We had dental bunny on stickt diet -hay water and pellets -I give him hay from bale Timothy and Alfa Alfa. Is redi grass good to ware his teeth?

The other thing - I just went to give redi grass to my bunnies in the garage and from my pocket fell off 'actimel' bottle (already drunk stuff) and few drops went on the floor -I straight away clean it but Oscar went and lick it before I managed to cover with my foot.
As I am very paranoid with things thy can eat I am obviously aware this is not good for him (i usually don't eat around them as I worry they may pick up something), how bad it is that he licked 1 or 2 stops from the floor?


----------



## sskmick (Feb 4, 2008)

They are a worry aren't they.

I am not sure whether redi grass is good to wear their teeth down, I get the stuff as a treat.

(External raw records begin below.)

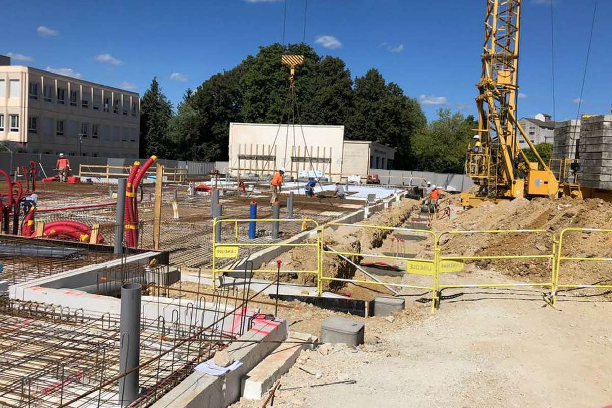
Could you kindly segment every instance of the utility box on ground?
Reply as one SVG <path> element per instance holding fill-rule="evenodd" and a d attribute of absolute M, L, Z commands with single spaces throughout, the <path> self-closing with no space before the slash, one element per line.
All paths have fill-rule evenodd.
<path fill-rule="evenodd" d="M 321 341 L 359 346 L 364 344 L 365 333 L 363 322 L 333 316 L 321 326 Z"/>

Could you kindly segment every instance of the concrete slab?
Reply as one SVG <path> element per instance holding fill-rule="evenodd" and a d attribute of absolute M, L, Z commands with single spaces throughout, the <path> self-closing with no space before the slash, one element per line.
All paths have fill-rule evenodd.
<path fill-rule="evenodd" d="M 255 319 L 253 328 L 226 349 L 242 362 L 237 369 L 215 377 L 195 371 L 152 406 L 153 408 L 225 408 L 240 398 L 242 378 L 287 337 L 285 320 Z"/>
<path fill-rule="evenodd" d="M 274 382 L 295 363 L 300 352 L 312 347 L 316 341 L 316 337 L 312 335 L 292 333 L 284 343 L 242 378 L 242 396 L 247 399 L 261 399 L 272 388 Z"/>

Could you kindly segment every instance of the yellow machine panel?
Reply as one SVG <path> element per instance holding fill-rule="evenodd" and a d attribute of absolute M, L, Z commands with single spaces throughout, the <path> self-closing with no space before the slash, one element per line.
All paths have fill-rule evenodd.
<path fill-rule="evenodd" d="M 550 170 L 529 171 L 527 193 L 530 196 L 553 197 L 559 190 L 559 182 Z"/>
<path fill-rule="evenodd" d="M 512 197 L 514 198 L 521 198 L 525 191 L 525 182 L 520 179 L 515 179 L 512 180 Z"/>

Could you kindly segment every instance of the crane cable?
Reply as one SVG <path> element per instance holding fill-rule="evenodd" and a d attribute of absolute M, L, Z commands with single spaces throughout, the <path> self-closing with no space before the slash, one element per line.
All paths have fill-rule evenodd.
<path fill-rule="evenodd" d="M 554 96 L 554 0 L 550 2 L 550 49 L 552 51 L 551 68 L 553 71 L 553 121 L 557 119 L 556 98 Z"/>
<path fill-rule="evenodd" d="M 595 16 L 597 10 L 597 0 L 595 0 L 595 7 L 593 8 L 593 19 L 591 22 L 591 35 L 589 36 L 589 46 L 586 49 L 586 61 L 584 62 L 584 73 L 582 77 L 582 87 L 580 88 L 580 97 L 578 100 L 578 113 L 576 120 L 580 119 L 580 106 L 582 105 L 582 95 L 584 91 L 584 82 L 586 81 L 586 70 L 589 66 L 589 56 L 591 55 L 591 43 L 593 40 L 593 29 L 595 28 Z"/>

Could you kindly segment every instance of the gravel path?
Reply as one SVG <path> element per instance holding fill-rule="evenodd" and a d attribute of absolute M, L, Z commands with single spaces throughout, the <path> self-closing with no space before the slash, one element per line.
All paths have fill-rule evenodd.
<path fill-rule="evenodd" d="M 574 299 L 559 302 L 555 310 L 539 292 L 526 291 L 477 290 L 443 301 L 433 316 L 421 305 L 415 306 L 421 319 L 414 318 L 412 308 L 393 322 L 381 324 L 378 318 L 368 325 L 367 320 L 366 343 L 356 349 L 324 345 L 302 352 L 281 379 L 274 406 L 600 408 L 612 403 L 612 303 Z M 347 379 L 357 383 L 283 391 Z M 261 404 L 243 400 L 234 406 Z"/>

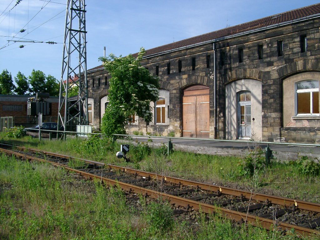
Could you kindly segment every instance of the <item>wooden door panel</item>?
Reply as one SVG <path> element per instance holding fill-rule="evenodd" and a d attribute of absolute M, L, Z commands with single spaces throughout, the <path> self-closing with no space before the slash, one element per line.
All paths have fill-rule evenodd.
<path fill-rule="evenodd" d="M 210 131 L 209 95 L 197 96 L 196 102 L 197 137 L 208 138 Z"/>
<path fill-rule="evenodd" d="M 196 97 L 183 97 L 182 106 L 183 136 L 196 137 Z"/>

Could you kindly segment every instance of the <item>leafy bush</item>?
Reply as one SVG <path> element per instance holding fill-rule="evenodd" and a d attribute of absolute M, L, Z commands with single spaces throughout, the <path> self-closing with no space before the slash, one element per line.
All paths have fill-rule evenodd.
<path fill-rule="evenodd" d="M 115 143 L 111 138 L 100 138 L 97 134 L 89 134 L 87 139 L 75 147 L 77 148 L 78 152 L 83 154 L 94 154 L 96 156 L 113 151 Z"/>
<path fill-rule="evenodd" d="M 135 162 L 140 162 L 151 153 L 151 148 L 146 142 L 138 142 L 137 146 L 133 146 L 131 152 L 132 158 Z"/>
<path fill-rule="evenodd" d="M 172 210 L 168 204 L 152 202 L 147 207 L 147 223 L 155 232 L 172 230 L 174 223 Z"/>
<path fill-rule="evenodd" d="M 138 135 L 139 136 L 143 136 L 143 133 L 142 131 L 133 131 L 132 133 L 134 135 Z"/>
<path fill-rule="evenodd" d="M 263 172 L 265 166 L 264 153 L 260 147 L 250 149 L 249 154 L 238 164 L 238 173 L 241 176 L 250 177 Z"/>
<path fill-rule="evenodd" d="M 26 135 L 26 130 L 24 127 L 20 126 L 20 127 L 15 126 L 10 129 L 7 133 L 7 136 L 9 138 L 21 138 Z"/>
<path fill-rule="evenodd" d="M 171 131 L 168 134 L 168 137 L 174 137 L 176 135 L 176 133 L 174 131 Z"/>
<path fill-rule="evenodd" d="M 165 143 L 162 143 L 160 148 L 155 149 L 154 153 L 156 156 L 165 156 L 168 155 L 168 148 Z"/>
<path fill-rule="evenodd" d="M 306 156 L 301 156 L 297 161 L 290 161 L 299 172 L 303 175 L 317 176 L 320 174 L 320 164 Z"/>

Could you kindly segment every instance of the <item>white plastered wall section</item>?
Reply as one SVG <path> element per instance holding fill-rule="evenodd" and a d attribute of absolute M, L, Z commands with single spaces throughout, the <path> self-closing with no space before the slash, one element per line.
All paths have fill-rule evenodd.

My rule of thumb is to make sure they have ample amounts of hay and I top it with Timothy hay and redi grass etc..

I am not sure how rabbits will react to actimel a couple of drops I would think he may be okay, I would keep an eye on him.


----------



## StormyThai (Sep 11, 2013)

Redigrass is no different than grass, in fact it is slightly easier to eat due to the drying process.
It's ok for a treat but it shouldn't be fed in large amounts due to the calcium build up and the fact it takes up tummy space which could be filled with course hay 

Don't worry about the actimel either, they will be fine


----------



## Funky (Dec 8, 2012)

They only get bit of redi grass every so often - I try to give it to them daily but in small amount but I can go back to routine twice a week.

I don't like to give to miles anything which will stop him to eat good stuff to wear his teeth down.

Is grass ok? My bunnies never had a grass - but I will start picking as we have brand new grass at the back of garden


----------



## kathyr25 (Oct 8, 2013)

Yep, definitely fresh grass is good (as long as it's not got any chemicals on)
And they love it.


----------



## StormyThai (Sep 11, 2013)

Funky said:


> They only get bit of redi grass every so often - I try to give it to them daily but in small amount but I can go back to routine twice a week.
> 
> I don't like to give to miles anything which will stop him to eat good stuff to wear his teeth down.
> 
> Is grass ok? My bunnies never had a grass - but I will start picking as we have brand new grass at the back of garden


Yep grass is fine, just make sure you intro it slowly, after a big pile you may notice the poops being slightly darker and smaller but it is nothing to worry about unless they are hard


----------